Repo2RLEnv emits datasets in the [Harbor](https://github.com/harbor-framework/harbor) task format. We don't ship our own sandbox, agent harness, or registry — Harbor already has those. We focus on **synthesis**: turning a real repo into verifiable, reproducible Harbor tasks. A small `[metadata.repo2env]` extension inside Harbor's `task.toml` carries provenance (pipeline name, base commit, PR URL, content hash, reward kinds, etc.).

By targeting Harbor we inherit its full stack: Local Docker / Modal / Daytona / E2B / Runloop sandboxes, every major coding-agent harness, parallel execution, the publishing CLI, and downstream hooks for [OpenReward](https://docs.openreward.ai) (which adds Miles, Slime to the trainer list).

---

## Documentation

Docs are organized into three tiers — see [`docs/README.md`](./docs/README.md) for the index.

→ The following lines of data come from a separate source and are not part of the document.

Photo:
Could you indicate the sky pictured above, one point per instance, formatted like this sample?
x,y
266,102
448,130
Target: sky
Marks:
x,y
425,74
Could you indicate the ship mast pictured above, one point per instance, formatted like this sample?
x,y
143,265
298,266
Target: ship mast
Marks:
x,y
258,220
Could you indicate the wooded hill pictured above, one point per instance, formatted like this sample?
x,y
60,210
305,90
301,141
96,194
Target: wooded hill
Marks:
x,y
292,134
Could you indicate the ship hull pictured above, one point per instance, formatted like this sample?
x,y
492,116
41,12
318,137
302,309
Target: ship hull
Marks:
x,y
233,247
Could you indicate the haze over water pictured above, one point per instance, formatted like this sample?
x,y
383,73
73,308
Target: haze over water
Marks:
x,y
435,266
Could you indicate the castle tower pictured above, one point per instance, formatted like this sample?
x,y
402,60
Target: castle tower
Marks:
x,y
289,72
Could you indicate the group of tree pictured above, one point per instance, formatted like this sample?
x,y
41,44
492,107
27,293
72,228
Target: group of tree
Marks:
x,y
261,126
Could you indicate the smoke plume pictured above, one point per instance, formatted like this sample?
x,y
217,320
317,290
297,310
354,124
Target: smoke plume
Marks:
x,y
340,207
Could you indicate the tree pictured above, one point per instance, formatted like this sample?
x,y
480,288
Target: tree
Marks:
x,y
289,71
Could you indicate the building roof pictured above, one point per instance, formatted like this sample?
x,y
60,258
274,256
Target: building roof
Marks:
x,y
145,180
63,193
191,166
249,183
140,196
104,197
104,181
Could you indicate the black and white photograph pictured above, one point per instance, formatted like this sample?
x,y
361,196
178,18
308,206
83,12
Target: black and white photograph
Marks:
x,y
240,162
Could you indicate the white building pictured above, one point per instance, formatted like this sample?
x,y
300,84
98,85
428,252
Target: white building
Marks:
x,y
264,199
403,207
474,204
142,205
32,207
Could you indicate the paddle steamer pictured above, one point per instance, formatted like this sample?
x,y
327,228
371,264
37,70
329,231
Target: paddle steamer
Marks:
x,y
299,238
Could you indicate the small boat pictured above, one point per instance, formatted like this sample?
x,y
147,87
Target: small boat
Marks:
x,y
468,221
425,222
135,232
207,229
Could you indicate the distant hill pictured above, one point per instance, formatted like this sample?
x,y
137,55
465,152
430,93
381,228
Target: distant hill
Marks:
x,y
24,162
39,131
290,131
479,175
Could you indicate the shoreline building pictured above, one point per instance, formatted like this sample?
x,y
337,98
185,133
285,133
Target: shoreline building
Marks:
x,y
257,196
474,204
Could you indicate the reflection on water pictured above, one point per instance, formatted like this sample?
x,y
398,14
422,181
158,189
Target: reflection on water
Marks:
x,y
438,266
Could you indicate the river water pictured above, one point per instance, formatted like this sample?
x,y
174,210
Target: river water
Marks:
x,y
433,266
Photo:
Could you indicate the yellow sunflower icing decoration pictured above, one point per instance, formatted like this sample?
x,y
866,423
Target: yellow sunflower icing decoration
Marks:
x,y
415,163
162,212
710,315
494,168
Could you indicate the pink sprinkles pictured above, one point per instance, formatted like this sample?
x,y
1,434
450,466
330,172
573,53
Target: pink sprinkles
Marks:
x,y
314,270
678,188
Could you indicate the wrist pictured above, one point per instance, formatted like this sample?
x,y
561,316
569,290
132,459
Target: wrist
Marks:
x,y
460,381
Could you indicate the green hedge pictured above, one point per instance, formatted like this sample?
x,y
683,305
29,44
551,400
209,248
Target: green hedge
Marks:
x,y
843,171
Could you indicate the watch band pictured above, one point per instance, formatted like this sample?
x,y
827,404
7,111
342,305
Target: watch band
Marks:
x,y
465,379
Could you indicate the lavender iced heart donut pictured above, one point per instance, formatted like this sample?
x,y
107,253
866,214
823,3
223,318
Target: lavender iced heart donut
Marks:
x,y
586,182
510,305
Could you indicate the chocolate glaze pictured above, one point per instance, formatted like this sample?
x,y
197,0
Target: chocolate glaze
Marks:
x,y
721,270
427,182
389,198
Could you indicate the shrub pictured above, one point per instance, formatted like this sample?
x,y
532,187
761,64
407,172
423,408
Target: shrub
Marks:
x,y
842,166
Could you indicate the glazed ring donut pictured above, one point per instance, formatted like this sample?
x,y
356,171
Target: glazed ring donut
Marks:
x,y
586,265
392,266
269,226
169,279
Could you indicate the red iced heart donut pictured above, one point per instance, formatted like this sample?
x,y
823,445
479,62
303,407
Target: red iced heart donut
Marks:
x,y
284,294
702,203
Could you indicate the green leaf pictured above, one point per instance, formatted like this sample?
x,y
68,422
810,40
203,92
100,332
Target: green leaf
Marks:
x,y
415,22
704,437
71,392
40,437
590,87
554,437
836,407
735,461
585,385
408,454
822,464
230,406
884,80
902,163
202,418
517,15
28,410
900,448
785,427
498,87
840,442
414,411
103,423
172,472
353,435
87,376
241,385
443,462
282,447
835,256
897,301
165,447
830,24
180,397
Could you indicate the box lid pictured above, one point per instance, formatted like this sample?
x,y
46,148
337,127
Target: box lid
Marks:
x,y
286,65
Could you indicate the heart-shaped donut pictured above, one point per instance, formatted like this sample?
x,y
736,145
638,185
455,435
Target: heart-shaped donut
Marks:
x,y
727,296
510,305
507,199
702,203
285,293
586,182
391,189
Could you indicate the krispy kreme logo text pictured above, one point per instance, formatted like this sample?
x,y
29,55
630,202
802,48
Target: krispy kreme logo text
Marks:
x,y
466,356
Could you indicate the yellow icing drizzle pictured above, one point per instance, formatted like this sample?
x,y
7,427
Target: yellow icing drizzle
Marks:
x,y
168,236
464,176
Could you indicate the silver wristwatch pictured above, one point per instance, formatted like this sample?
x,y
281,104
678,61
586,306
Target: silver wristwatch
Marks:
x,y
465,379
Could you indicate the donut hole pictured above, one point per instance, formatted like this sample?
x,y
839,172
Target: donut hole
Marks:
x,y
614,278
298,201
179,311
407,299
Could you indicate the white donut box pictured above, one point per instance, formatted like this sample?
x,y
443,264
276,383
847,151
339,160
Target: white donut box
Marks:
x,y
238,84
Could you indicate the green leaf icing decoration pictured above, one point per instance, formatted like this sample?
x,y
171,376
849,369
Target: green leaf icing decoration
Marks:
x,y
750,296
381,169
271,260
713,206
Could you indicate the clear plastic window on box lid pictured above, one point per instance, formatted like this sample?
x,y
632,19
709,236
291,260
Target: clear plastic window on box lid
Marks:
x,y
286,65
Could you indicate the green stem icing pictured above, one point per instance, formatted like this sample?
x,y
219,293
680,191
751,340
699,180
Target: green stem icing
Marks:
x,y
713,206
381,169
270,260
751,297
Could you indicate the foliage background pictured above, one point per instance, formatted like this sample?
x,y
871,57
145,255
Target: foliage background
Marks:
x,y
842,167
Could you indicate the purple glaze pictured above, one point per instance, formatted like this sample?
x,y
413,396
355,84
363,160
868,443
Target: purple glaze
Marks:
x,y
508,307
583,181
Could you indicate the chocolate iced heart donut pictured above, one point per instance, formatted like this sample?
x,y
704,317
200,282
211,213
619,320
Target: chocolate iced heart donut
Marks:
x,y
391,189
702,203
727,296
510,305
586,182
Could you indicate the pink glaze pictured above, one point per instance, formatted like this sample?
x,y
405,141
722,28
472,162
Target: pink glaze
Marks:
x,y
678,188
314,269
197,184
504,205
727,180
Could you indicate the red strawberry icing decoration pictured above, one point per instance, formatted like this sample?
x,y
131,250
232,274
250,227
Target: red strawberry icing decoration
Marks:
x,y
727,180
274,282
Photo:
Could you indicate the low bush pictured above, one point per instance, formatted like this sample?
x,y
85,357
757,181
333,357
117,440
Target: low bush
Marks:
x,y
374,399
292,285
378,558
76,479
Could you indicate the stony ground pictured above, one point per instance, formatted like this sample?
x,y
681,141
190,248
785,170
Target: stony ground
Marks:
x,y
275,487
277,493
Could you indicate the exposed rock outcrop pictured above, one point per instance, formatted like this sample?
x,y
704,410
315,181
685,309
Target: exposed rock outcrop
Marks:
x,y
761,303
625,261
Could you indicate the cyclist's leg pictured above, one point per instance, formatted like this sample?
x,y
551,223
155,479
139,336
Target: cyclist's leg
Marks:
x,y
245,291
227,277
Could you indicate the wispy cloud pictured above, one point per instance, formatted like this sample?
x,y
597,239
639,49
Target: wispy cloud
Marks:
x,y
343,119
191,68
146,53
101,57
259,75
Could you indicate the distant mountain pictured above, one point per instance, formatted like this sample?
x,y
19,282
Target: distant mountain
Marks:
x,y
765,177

- 🚀 [**`docs/quickstart.md`**](./docs/quickstart.md) — install → first dataset → push to Hub, in 10 minutes
- 📖 [**`docs/pipelines/`**](./docs/pipelines/README.md) — one page per synthesis pipeline (status, when to use, oracle shape, inspiration)
- 📚 Reference contracts and module-level API:
  - [`reference/SPEC.md`](./docs/reference/SPEC.md) — input/output contract
  - [`reference/API.md`](./docs/reference/API.md) — Python API for `src/repo2rlenv/`
  - [`reference/AUTH.md`](./docs/reference/AUTH.md) — GitHub / HF / LLM auth resolution
  - [`reference/BOOTSTRAP.md`](./docs/reference/BOOTSTRAP.md) — LLM-iterated per-repo Docker image
  - [`reference/AGENTS.md`](./docs/reference/AGENTS.md) — Harbor agent harnesses + RL trace plumbing
- 🛠 [**`contributing/ADDING_A_PIPELINE.md`**](./docs/contributing/ADDING_A_PIPELINE.md) — step-by-step cookbook for shipping a new pipeline

---

## Adjacent projects

Beyond the per-pipeline inspirations linked in the table above, Repo2RLEnv builds on or adjacent to:

- [**Harbor**](https://github.com/harbor-framework/harbor) — the task format + runtime ecosystem we **adopt** as our output spec
- [**RepoLaunch**](https://github.com/microsoft/RepoLaunch) (Microsoft) — LLM-agent-driven environment setup; our `bootstrap` is an independent reimplementation
- [**OpenReward**](https://docs.openreward.ai) — ORS protocol + extra trainer integrations layered above Harbor
- [**SWE-Gym**](https://github.com/SWE-Gym/SWE-Gym) — RL-environment framing for SWE-bench-style tasks
- [**SWE-Bench++**](https://arxiv.org/abs/2512.17419) — four-stage QA pipeline we'll re-implement
- [**verifiers**](https://github.com/willccbb/verifiers) (Prime Intellect), [**OpenEnv**](https://github.com/meta-pytorch/OpenEnv) (Meta + HF) — adjacent standardization efforts

Every pipeline that draws from external work carries an Acknowledgment block in its `.py` file. No code is copied — implementations are independent and licensed Apache-2.0.

---

## Status

Pre-alpha.

- **v0.1** shipped on PyPI: `pr_diff` + HF Hub publish + diff-similarity reward, end-to-end on any GitHub repo (public or private).
- **v0.2** in main: bootstrap phase (LLM-driven Docker env), unified Rich UI, content-addressed cache, registry-qualified pullable digests.
- **v0.3** in main: `pr_runtime` pipeline (sandbox-verified PR mining with `FAIL_TO_PASS` / `PASS_TO_PASS` oracle), auto-triggered bootstrap, structural quality filters (`ci_only_patch`, `no_new_test_funcs`, path-component test classifier), targeted test invocation. 115/115 tests passing.
- **v0.4 planned**: polyglot log parsers (JS/Go/Rust), parallel per-PR validation, LLM-judged QA gate (SWE-Bench++ four-layer recipe).

## License

Apache 2.0 — see [LICENSE](./LICENSE).